Ik hoor vandaag veel mensen, niet alleen economen, zeggen dat als de klimaattransitie achter de rug zal zijn, de prijzen weer redelijk, Poetin onmachtig, de inflatie onder controle en de index veilig zal zijn. Kortom, achter de verre einder wacht een kalme zee. Misschien, maar wat doen we hier en nu, op deze woelige zee? Van het verleden leren we alvast dat het verstandig is zich doelen op lange termijn te stellen, maar heel onverstandig om deze vast te klikken. Zij moeten elke dag worden herbekeken, bij het opstaan en het slapengaan. We moeten leren leven met voortschrijdend inzicht.
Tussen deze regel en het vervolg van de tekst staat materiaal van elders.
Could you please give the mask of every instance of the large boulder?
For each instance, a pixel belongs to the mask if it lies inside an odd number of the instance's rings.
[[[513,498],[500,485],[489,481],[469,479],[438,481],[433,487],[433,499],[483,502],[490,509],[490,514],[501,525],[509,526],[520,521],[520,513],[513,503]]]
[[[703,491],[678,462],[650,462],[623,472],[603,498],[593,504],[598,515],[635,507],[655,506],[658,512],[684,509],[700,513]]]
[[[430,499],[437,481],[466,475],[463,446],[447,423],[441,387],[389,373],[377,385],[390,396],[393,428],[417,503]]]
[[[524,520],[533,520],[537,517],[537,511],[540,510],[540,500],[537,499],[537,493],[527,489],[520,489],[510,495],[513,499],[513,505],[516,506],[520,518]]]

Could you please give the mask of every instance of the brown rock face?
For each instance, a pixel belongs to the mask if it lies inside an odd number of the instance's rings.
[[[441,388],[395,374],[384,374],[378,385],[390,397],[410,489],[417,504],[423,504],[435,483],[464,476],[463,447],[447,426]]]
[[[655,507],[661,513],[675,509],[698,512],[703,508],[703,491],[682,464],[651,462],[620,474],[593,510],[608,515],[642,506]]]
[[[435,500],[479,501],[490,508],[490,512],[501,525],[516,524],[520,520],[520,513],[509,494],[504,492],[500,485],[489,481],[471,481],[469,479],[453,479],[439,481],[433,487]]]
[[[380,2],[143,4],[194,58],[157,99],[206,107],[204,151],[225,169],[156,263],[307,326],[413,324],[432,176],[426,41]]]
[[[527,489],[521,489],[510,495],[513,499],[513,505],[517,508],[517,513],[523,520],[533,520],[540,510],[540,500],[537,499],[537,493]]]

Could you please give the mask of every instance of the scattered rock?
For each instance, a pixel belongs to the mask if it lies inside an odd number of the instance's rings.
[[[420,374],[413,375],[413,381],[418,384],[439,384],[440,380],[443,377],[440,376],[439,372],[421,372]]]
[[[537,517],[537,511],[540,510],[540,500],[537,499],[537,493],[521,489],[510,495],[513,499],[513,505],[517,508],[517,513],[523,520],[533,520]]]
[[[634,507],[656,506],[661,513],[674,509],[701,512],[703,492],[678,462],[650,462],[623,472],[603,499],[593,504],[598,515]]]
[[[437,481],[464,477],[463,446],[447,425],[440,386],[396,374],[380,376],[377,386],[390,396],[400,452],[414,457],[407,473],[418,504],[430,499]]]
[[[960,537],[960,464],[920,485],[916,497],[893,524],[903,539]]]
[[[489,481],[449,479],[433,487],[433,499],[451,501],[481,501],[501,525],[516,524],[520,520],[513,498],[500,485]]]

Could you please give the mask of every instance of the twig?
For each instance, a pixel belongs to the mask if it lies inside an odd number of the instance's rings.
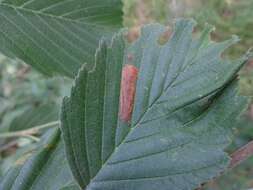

Terwijl vastgeklonken langetermijndoelen niet zelden het pad naar de hel plaveien, valt langetermijndenken uiteraard toe te juichen. Dat denken moet worden gedragen door de instellingen die politiek en beleid stutten, zoals centrale banken, denktanken, de ambtenarij, middenveldorganisaties, en bovenal politieke partijen. Zij zijn de bewakers van de lange termijn. Parlement en regering hebben in een democratie de volgende verkiezing als einder. Zij treden buiten hun mandaat als zij die grens overschrijden en de stem van toekomstige kiezers trivialiseren. Daarom is een versnipperd politiek landschap een probleem. Kleine partijtjes zijn doorgaans te onzeker om de lange termijn voor ogen te houden en een standvastige koers te varen. Die onzekerheid maakt van hen veeleer literaire dan politieke verschijnselen. Het juiste woord wordt belangrijker dan een heldere kijk op de wereld en een juiste beslissing.